For a two-tailed test with a significance level of 0.05, the critical t-value would be obtained from the t-distribution table with degrees of freedom (df) equal to \( N_1 + N_2 - 2 = 6 - 2 = 4 \). From the table, \( t_{\text{critical}} \) is approximately 2.776.
Step 4: Determine the sample t score.
\[ t = \frac{\bar{X}_1 - \bar{X}_2}{SDifference} \]

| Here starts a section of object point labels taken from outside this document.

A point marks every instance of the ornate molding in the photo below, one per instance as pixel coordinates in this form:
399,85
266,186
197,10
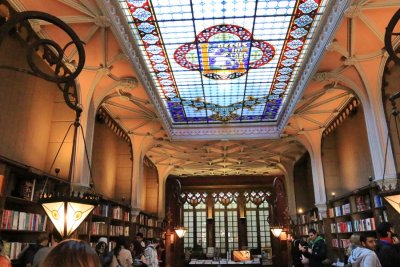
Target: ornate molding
330,24
252,131
122,32
221,132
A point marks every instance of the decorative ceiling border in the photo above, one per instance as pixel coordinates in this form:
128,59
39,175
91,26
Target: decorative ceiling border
329,24
335,10
122,32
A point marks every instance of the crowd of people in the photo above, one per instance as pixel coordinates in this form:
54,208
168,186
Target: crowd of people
50,250
365,250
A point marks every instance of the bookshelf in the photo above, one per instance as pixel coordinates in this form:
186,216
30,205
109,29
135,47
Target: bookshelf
357,212
148,225
22,219
310,219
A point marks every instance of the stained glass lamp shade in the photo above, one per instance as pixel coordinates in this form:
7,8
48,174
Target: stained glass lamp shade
394,201
180,231
276,230
67,213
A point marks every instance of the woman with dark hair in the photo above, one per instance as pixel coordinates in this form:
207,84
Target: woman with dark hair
72,252
122,254
104,255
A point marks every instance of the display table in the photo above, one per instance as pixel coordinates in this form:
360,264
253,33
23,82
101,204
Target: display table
224,262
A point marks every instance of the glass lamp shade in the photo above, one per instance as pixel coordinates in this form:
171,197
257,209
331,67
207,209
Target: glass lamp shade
180,231
394,201
67,213
276,231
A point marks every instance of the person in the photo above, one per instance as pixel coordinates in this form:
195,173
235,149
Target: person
41,254
388,246
364,254
354,243
316,252
303,246
72,252
26,256
122,255
295,251
150,253
139,246
4,260
104,255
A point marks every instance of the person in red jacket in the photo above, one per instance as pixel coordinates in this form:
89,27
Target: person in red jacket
4,260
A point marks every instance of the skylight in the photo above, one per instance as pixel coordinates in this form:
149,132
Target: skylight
229,61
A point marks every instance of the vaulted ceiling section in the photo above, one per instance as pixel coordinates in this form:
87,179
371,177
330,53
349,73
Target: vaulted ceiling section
121,75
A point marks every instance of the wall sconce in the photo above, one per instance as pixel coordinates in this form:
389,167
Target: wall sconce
276,230
66,210
180,231
300,211
283,236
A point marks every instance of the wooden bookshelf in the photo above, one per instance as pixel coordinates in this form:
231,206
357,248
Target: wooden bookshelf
357,212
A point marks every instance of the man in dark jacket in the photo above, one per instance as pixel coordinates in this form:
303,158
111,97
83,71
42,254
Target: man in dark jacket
295,251
316,253
388,246
25,258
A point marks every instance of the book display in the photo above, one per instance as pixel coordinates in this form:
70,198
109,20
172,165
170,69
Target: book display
22,218
357,212
310,219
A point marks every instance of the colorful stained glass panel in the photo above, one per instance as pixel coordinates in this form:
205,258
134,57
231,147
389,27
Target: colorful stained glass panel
223,61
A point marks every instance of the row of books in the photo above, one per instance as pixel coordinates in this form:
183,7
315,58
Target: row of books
362,203
339,210
378,201
111,245
382,217
17,220
340,243
119,213
367,224
101,210
117,230
341,227
99,228
13,249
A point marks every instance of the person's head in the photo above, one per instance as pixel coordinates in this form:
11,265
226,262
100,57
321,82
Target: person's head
303,244
355,240
72,252
385,229
101,247
139,237
43,239
312,234
155,242
122,242
368,241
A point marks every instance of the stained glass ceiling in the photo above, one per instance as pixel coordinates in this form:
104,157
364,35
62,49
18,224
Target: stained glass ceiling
214,62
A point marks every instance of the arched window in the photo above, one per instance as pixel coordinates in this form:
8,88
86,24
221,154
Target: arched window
226,221
257,213
194,219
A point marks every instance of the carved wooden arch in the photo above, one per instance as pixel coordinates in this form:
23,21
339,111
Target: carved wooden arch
280,207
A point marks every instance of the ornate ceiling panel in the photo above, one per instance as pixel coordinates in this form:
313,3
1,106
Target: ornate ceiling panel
214,62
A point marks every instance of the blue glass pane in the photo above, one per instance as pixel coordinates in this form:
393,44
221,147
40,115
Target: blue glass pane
223,61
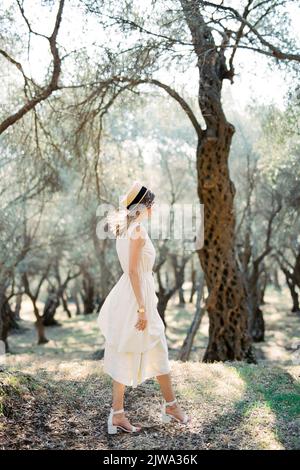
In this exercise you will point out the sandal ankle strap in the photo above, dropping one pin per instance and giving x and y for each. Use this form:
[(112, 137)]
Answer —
[(170, 403), (116, 412)]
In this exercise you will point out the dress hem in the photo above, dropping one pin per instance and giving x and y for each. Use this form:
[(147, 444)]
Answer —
[(138, 383)]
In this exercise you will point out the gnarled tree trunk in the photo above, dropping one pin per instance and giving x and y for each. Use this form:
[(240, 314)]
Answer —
[(226, 304)]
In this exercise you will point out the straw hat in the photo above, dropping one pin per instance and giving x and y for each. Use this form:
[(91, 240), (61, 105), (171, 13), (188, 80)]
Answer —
[(134, 196), (128, 203)]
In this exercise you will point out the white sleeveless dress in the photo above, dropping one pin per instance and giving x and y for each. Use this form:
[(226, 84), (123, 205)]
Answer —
[(131, 356)]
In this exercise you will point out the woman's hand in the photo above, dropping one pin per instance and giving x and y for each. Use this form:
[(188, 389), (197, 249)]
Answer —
[(142, 321)]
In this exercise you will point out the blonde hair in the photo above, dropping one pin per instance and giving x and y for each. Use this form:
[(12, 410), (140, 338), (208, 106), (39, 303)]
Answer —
[(120, 219)]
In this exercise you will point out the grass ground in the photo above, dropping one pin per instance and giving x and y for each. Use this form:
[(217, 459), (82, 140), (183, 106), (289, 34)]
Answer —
[(57, 397)]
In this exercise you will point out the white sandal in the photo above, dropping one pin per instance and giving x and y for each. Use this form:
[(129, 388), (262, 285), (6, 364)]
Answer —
[(167, 417), (113, 428)]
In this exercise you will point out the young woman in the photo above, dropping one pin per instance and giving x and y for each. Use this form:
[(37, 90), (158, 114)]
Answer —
[(135, 342)]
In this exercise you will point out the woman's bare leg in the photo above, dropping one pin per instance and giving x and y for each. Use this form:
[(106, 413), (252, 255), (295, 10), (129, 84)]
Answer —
[(166, 387), (118, 404)]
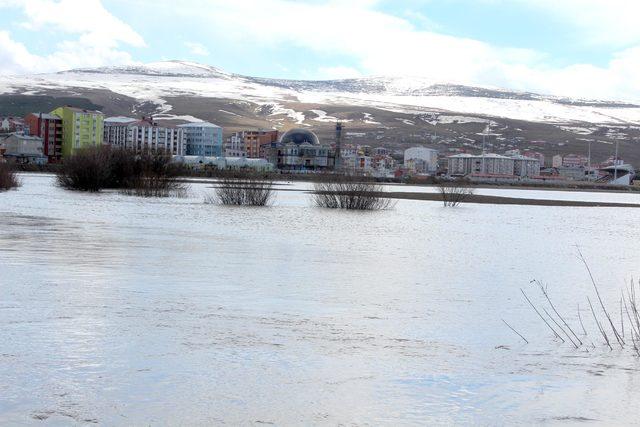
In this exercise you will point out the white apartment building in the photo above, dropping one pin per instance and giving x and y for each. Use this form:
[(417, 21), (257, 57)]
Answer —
[(143, 135), (421, 159), (526, 166), (235, 146), (203, 139), (493, 164)]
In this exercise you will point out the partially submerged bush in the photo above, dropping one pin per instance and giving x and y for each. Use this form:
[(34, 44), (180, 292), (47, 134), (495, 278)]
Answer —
[(155, 176), (248, 191), (454, 193), (151, 174), (8, 177), (87, 170), (351, 194)]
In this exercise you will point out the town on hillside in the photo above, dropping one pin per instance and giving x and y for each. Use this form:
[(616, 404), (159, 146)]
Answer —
[(47, 138)]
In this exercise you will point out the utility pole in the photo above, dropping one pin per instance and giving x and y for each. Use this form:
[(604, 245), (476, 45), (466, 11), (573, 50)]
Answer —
[(589, 162), (615, 163), (484, 138)]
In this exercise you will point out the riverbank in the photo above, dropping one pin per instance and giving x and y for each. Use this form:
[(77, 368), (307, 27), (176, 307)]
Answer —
[(500, 200)]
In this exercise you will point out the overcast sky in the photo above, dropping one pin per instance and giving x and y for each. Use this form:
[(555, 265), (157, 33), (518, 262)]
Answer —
[(583, 48)]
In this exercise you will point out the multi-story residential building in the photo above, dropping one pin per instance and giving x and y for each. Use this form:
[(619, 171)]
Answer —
[(305, 156), (203, 139), (421, 159), (235, 146), (49, 128), (535, 155), (144, 135), (80, 128), (494, 165), (526, 166), (11, 124), (21, 148), (253, 144), (574, 161)]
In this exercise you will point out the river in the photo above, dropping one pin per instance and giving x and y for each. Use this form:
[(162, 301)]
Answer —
[(119, 310)]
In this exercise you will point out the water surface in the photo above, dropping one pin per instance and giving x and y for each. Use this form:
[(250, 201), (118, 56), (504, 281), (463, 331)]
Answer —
[(119, 310)]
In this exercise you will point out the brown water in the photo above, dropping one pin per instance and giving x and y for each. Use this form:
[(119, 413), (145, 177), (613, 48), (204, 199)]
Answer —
[(125, 311)]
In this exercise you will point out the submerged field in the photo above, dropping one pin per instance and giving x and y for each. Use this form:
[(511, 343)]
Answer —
[(128, 311)]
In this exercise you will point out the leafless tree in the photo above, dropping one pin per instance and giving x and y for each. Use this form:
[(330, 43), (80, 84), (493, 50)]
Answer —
[(454, 193), (247, 191), (8, 177), (350, 193)]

\[ t = \frac{24 - 21}{1.5276} \]
\[ t ≈ \frac{3}{1.5276} \]
\[ t ≈ 1.9611 \]
Step 5: Decision
The sample t-score (1.9611) does not exceed the critical t-value (2.776) for a significance level of 0.05. Therefore, we fail to reject the null hypothesis.
Conclusion:
Based on the data and the statistical analysis, there is insufficient evidence to conclude that people who eat a large meal have better hearing ability compared to those who eat a small meal at a significance level of 0.05.